Last week, the news headlines in the gaming world were focused on a leak of classified information to justify a point made on a gaming forum. Anyone who was around when I was still running NOE remembers that this exact topic of discussion came up. The hyper-realistic simulator had the opportunity to misuse information on several occasions which is why I took the stance of only using publicly defensible data in any argument to justify the in-game statistics of people or equipment. This recent leak is a reminder of how modern games can sometimes be confused with reality.
There may still be remnants of my philosophy on leaked information floating around this site. Especially some of my earlier posts, if they haven’t disappeared already, reference some of the NOE material. Unfortunately, games depend on competitiveness over reality. Sometimes you have to build weaknesses where none might exist in real-life. In fact, modern militaries tend to build machines and tactics that eliminate or greatly reduce flaws. If it worked this way in the gaming world, we would constantly hear players cry out about how unfair it is.

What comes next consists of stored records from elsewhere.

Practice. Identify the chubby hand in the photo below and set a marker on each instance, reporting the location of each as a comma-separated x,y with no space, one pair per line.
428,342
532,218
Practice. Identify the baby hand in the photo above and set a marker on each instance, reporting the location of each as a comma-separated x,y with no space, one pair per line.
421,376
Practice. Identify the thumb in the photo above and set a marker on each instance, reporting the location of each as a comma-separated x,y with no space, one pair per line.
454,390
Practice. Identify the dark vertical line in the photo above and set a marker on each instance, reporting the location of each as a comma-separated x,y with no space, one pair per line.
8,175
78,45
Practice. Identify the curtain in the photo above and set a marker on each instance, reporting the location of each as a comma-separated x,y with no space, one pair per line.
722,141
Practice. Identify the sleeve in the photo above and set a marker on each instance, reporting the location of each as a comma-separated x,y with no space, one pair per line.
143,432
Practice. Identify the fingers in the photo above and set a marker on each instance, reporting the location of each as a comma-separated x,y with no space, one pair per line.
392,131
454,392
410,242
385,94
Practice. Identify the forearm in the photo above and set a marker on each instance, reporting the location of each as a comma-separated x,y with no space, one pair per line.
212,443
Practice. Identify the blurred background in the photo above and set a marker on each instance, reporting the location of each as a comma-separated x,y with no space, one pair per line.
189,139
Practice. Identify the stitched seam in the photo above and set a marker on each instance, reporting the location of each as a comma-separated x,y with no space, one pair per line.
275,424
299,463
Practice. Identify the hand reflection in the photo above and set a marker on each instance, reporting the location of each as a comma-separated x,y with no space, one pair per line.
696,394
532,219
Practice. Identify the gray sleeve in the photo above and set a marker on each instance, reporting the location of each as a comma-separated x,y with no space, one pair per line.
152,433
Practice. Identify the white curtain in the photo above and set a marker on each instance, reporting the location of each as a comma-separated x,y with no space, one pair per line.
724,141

I’m proud to say that I have never crossed a boundary like this. MUD is a great example. Rather than take the easy route and justify the data through classified means, I went through painstaking length to ensure any statistical values I put in the game were justified by publicly defensible information. Moreover, MUD showcases what its like if the real world were placed in a game, where some units are simply more powerful than others and may not have a weakness. For example, real data from Desert Storm shows just how inept a 2nd Generation MBT is against modern tanks and is something MUD demonstrates as well. It makes for difficult countering in-game, but it’s a fairly accurate representation of real-life as a result.
Nevertheless, you can rest assured that any data I use in my mods or mini-games uses public information. If I’m ever asked, I’m always happy to disclose where I got my information.